Drama em corpo estranho

Estreia nesta sexta "Albert Nobbs", com a indicada ao Oscar Glenn Close

Atriz vive um homem em filme dirigido pelo filho de Gabriel García Marquez

16/05/2012 | 14h17
Estreia nesta sexta "Albert Nobbs", com a indicada ao Oscar Glenn Close lionsgate/Divulgação
Glenn Close vive mulher que se passa por mordomo na Irlanda do século 19 Foto: lionsgate / Divulgação

É do ofício do ator fingir ser o que não é. E o desafio por vezes é mais radical, como viver um personagem do sexo oposto. A Academia de Hollywood, por exemplo, tem apreço por essa modalidade de empenho, tanto que fez Albert Nobbs figurar na recente festa do Oscar com um peculiar duplo reconhecimento.

As duas atrizes protagonistas do drama que estreia nesta sexta na Capital foram indicadas pelo belo trabalho que fazem interpretando homens.

Não é exagero destacar que Glenn Close carrega nas costas o filme dirigido pelo colombiano radicado nos EUA Rodrigo García, filho do escritor Gabriel García Marquez. Além do papel principal, a atriz assina como coprodutora e corroteirista e é a autora de uma das canções da trilha sonora. E sua intimidade como projeto vem dos anos 1980, quando interpretou o mesmo personagem no teatro. A intensidade desse envolvimento, porém, fez o trabalho de Glenn ficar numa dimensão superior à do filme.

Albert Nobbs é a identidade assumida por uma mulher desde a adolescência. Filha bastarda e renegada, ela percebeu que, passando-se por homem, seria mais fácil sobreviver à violência e aos abusos. Nobbs é apresentado na maturidade, como o fleumático mordomo de um hotel na Dublin do final do século 19.

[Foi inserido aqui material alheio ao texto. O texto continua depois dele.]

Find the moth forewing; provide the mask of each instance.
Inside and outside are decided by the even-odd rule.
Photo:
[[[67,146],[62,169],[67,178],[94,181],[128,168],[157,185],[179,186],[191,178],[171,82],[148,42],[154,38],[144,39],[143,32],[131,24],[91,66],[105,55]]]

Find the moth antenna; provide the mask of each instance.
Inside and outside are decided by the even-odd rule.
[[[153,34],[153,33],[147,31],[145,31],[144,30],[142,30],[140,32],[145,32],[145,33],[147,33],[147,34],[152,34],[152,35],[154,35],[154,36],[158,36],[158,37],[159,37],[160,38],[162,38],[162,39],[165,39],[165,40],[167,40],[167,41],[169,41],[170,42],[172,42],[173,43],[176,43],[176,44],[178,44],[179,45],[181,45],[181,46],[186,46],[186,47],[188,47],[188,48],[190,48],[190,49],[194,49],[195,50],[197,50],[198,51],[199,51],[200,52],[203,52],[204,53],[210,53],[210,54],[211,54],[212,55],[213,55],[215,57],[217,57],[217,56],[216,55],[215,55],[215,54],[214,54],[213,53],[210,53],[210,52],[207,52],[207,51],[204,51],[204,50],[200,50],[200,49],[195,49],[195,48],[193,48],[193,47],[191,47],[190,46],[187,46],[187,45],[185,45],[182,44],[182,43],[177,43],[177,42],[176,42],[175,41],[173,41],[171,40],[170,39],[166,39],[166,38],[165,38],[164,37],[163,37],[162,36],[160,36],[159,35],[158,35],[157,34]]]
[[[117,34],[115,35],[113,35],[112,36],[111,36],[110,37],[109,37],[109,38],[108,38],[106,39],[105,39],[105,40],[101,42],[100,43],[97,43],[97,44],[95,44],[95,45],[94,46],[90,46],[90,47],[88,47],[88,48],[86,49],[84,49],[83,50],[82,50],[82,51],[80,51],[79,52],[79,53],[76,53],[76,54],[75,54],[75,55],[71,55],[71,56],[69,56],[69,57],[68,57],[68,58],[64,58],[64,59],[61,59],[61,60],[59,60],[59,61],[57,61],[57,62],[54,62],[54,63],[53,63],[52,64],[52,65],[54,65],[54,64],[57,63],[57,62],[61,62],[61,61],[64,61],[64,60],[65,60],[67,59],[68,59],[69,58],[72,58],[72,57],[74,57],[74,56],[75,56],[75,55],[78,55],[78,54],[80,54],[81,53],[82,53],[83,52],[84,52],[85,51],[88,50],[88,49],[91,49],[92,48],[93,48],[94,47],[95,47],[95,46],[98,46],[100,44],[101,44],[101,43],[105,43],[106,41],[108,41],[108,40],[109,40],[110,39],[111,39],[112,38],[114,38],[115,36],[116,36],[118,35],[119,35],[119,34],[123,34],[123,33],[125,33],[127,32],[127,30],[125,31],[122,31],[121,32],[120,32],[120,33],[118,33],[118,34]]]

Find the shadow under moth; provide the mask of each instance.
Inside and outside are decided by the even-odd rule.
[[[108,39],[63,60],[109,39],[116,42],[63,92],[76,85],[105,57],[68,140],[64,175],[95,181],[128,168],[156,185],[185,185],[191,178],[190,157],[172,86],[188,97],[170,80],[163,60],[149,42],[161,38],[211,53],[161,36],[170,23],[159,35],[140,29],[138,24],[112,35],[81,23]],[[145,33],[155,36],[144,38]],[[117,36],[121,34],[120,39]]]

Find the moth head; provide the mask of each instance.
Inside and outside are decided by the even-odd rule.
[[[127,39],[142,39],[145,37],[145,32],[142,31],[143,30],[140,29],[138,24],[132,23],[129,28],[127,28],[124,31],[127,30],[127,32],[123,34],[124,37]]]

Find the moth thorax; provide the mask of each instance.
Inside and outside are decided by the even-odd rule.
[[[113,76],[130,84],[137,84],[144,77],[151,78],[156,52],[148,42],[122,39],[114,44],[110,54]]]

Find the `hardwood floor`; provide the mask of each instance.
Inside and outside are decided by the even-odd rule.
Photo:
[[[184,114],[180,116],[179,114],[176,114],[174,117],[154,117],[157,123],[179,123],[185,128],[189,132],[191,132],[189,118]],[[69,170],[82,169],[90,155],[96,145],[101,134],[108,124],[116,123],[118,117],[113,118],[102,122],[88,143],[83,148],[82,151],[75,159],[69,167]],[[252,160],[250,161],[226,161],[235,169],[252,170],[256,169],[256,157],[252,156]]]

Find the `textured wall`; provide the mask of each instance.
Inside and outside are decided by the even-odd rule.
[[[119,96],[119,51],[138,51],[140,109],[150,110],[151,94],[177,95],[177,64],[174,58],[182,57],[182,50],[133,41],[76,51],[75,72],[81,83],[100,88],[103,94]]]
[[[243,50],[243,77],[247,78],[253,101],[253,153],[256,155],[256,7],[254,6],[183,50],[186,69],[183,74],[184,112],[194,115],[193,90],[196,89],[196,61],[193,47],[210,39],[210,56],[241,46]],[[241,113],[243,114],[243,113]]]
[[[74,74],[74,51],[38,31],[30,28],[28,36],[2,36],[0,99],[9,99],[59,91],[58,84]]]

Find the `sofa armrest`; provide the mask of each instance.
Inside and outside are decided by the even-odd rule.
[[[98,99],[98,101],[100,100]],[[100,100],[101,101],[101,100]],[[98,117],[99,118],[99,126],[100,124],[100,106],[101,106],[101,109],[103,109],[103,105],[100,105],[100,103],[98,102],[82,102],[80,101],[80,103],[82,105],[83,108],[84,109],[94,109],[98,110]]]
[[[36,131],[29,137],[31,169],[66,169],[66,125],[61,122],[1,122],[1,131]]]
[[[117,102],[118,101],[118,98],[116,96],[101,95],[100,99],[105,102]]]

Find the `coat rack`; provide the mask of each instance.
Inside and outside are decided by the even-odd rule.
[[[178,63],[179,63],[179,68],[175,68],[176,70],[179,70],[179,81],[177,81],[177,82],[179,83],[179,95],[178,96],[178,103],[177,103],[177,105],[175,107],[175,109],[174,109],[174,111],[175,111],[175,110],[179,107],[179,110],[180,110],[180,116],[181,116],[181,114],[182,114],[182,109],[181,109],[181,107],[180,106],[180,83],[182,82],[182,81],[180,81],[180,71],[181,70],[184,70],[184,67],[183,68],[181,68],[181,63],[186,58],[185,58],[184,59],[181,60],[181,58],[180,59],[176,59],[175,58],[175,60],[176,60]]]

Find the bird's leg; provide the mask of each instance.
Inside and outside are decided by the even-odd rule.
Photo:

A postura pétrea e discreta do serviçal é abalada pela chegada do pintor Hubert Page (vivido pela atriz Janet McTeer, indicada ao Oscar como coadjuvante), chamado para fazer reparos no local. Page descobre o segredo de Nobbs e, por razões que não cabe detalhar, entre eles brota uma cumplicidade afetiva. Nobbs decide levar adiante o plano de abrir um negócio e, a exemplo do novo amigo, formar uma família, elegendo como parceira uma jovem colega (Mia Wasikowska).

É pena que o filme não faça desse conflito de identidade elemento de uma narrativa com mais fôlego, pois opta por iluminar mais o personagem em si do que seus conflitos ou sua interação com o ambiente em que vive. Esse crossdressing providencial já foi melhor encenado em filmes como Yentl, Tootsie, Meninos Não Choram e, mais recentemente, Tomboy.

Apesar de toda a engrenagem se movimentar a seu favor, Glenn Close não levou o Oscar, mais um vez, em sua sexta indicação. E lhe dar uma estatueta agora, além de justo, bem que poderia reparar as que não levou por trabalhos como Ligações Perigosas e Atração Fatal.